Auf den Spuren einer rätselhaften Krankheit

Als Meike Mittmeyer-Riehl 2012 die Diagnose „Schlaganfall“ erhält, bricht für sie eine Welt zusammen. Mit nur 24 Jahren, als gesunde, sportliche, schlanke Frau und überzeugte Nichtraucherin? Unmöglich! Eine Aufspaltung einer der Halsschlagadern hat den Infarkt ausgelöst: äußerst selten, wenig erforscht, aber eine der häufigsten Ursachen für Schlaganfälle bei jungen Patienten ohne typische Risikofaktoren.

Nicht immer liegt die Ursache für einen Hirninfarkt in Risikofaktoren wie Bluthochdruck, Übergewicht oder Rauchen. Diese schmerzliche Erfahrung muss auch die heute 29-jährige Meike Mittmeyer-Riehl aus dem südhessischen Münster machen. Im März 2012 bricht sie nach dem Tennisspielen bei vollem Bewusstsein mit einer halbseitigen Lähmung zusammen. „Vorher spürte ich ein Stechen im Hals, dazu kamen leichte Kopfschmerzen, eine Benommenheit und Sprachschwierigkeiten. Glücklicherweise war mein Mann sofort bei mir und rief den Notarzt“, erinnert sich die junge Frau.
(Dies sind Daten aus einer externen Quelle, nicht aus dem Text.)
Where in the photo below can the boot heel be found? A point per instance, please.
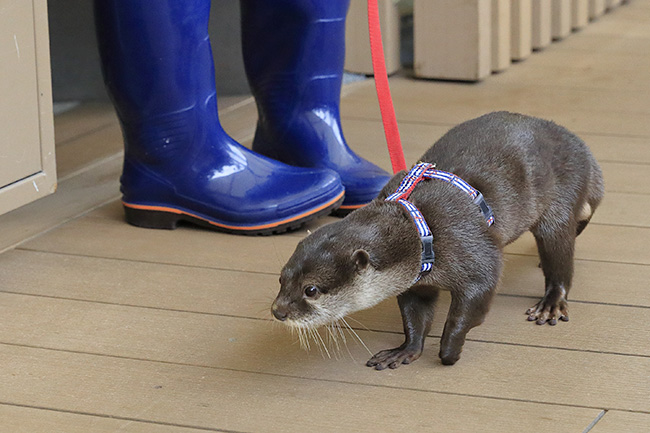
(151, 219)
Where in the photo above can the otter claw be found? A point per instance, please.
(393, 358)
(546, 311)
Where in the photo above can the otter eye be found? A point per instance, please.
(311, 291)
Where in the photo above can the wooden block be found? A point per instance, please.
(596, 8)
(500, 35)
(561, 18)
(521, 29)
(452, 39)
(541, 24)
(579, 13)
(357, 43)
(610, 4)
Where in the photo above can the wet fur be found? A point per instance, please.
(534, 174)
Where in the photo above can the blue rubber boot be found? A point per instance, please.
(179, 164)
(293, 53)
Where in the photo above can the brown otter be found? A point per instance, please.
(534, 174)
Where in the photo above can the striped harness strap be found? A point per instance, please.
(418, 173)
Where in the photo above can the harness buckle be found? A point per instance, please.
(485, 208)
(428, 255)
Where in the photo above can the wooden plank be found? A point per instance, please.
(452, 40)
(212, 398)
(357, 43)
(16, 419)
(579, 13)
(561, 18)
(521, 29)
(596, 8)
(629, 178)
(603, 243)
(199, 247)
(99, 327)
(617, 421)
(500, 35)
(611, 283)
(119, 282)
(541, 24)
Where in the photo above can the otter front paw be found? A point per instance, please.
(393, 358)
(551, 308)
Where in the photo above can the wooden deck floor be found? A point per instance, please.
(106, 327)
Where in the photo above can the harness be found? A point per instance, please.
(418, 173)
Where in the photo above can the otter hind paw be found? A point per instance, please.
(393, 358)
(549, 311)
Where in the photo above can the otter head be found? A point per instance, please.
(345, 267)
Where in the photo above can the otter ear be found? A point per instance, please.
(361, 259)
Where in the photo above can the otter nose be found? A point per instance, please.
(279, 312)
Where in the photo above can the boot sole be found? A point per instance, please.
(168, 218)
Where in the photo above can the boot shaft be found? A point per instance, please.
(294, 51)
(156, 56)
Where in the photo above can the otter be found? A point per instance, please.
(533, 173)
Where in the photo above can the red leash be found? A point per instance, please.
(383, 90)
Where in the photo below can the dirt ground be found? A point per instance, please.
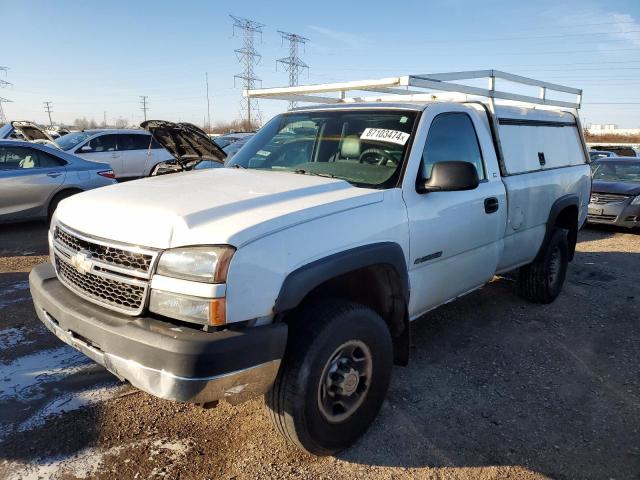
(497, 388)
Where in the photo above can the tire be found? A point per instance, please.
(57, 198)
(295, 402)
(542, 280)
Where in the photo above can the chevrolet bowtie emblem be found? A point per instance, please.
(82, 261)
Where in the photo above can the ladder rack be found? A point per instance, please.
(409, 85)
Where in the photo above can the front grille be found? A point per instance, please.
(110, 274)
(140, 262)
(604, 198)
(110, 292)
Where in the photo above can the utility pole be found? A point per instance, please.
(206, 78)
(144, 108)
(248, 58)
(293, 63)
(47, 108)
(3, 83)
(3, 118)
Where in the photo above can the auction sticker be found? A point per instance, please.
(384, 135)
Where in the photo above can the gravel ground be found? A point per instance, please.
(496, 388)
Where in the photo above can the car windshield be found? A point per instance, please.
(67, 142)
(364, 147)
(622, 171)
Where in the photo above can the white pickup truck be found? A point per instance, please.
(296, 271)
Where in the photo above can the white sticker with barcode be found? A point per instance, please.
(385, 135)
Wenige Zeit später brachten sie die Rettungsassistenten in die Stroke-Unit ins Klinikum Darmstadt – eine rund um die Uhr überwachte Station für Schlaganfall-Patienten.

Lebensrettende Behandlung im Klinikum

Nach sofortiger Computertomographie, Magnetresonanztomographie und Ultraschall-Untersuchung der Halsgefäße bestätigt sich der schlimme Verdacht: Es ist ein Schlaganfall. Eine Aufspaltung der Halsschlagader - eine sogenannte spontane Dissektion - hat den Infarkt ausgelöst. 

„Bei einer spontanen Dissektion wird die innere Wand des Gefäßes – aus Gründen, die bis heute nicht geklärt sind – aufgespalten, so als würde man einen Reißverschluss öffnen. Durch diese Aufspaltung entsteht eine Art „Sackgasse“, in die nun Blut einströmt und die eine tödliche Gefahr verursacht. Außerdem kann das Blut an der Stelle der Verletzung gerinnen, wodurch sich ein Thrombus bildet, der sich ablösen und weitere Gefäße verstopfen kann“, weiß Prof. Rainer Kollmar, Direktor der Klinik für Neurologie und Neurogeriatrie am Klinikum Darmstadt. „Wenn das Gehirn dann nicht mehr genügend Sauerstoff bekommt, sind neurologische Ausfallerscheinungen wie Seh- oder Sprachstörungen, bleibende Lähmungen, schwere körperliche oder geistige Behinderungen oder im schlimmsten Fall der Tod die Folge.“

Doch Meike Mittmeyer-Riehl hat unglaublich viel Glück: Ihre rechte Hirnhälfte ist nur sehr kurze Zeit unterversorgt, sodass die Lähmung auf der linken Körperseite nur wenige Sekunden anhält. Dank einer vorbildlichen Rettungskette mit schnellem Handeln der Rettungsassistenten sowie der Neurologen auf der Stroke-Unit und der raschen Zufuhr von blutverdünnenden Medikamenten wird die Verstopfung des Gefäßes schnell wieder aufgehoben. Auch die CT-Aufnahmen geben keine Hinweise auf eine Hirnblutung. Die junge Frau trägt keine bleibenden Schäden davon und wird nach zwei Wochen Krankenhausaufenthalt in die neurologische Reha-Klinik nach Bad Orb entlassen.

Der Rückschlag

Weil keiner der Ärzte ihr die drängende Frage nach dem „Warum“ beantworten kann, begibt sich die Journalistin selbst auf die Spur dieser rätselhaften Krankheit. Forscher vermuten, dass die spontane Dissektion mit einer unheilbaren Bindegewebsveränderung zusammenhängt - was bedeutet, dass sich jederzeit wieder eine hirnversorgende Ader aufspalten und weitere Schlaganfälle verursachen könnte. Die Ungewissheit und der verzweifelte Versuch, eine Erklärung zu finden, stürzen die junge Frau nach und nach in eine psychische Erkrankung. 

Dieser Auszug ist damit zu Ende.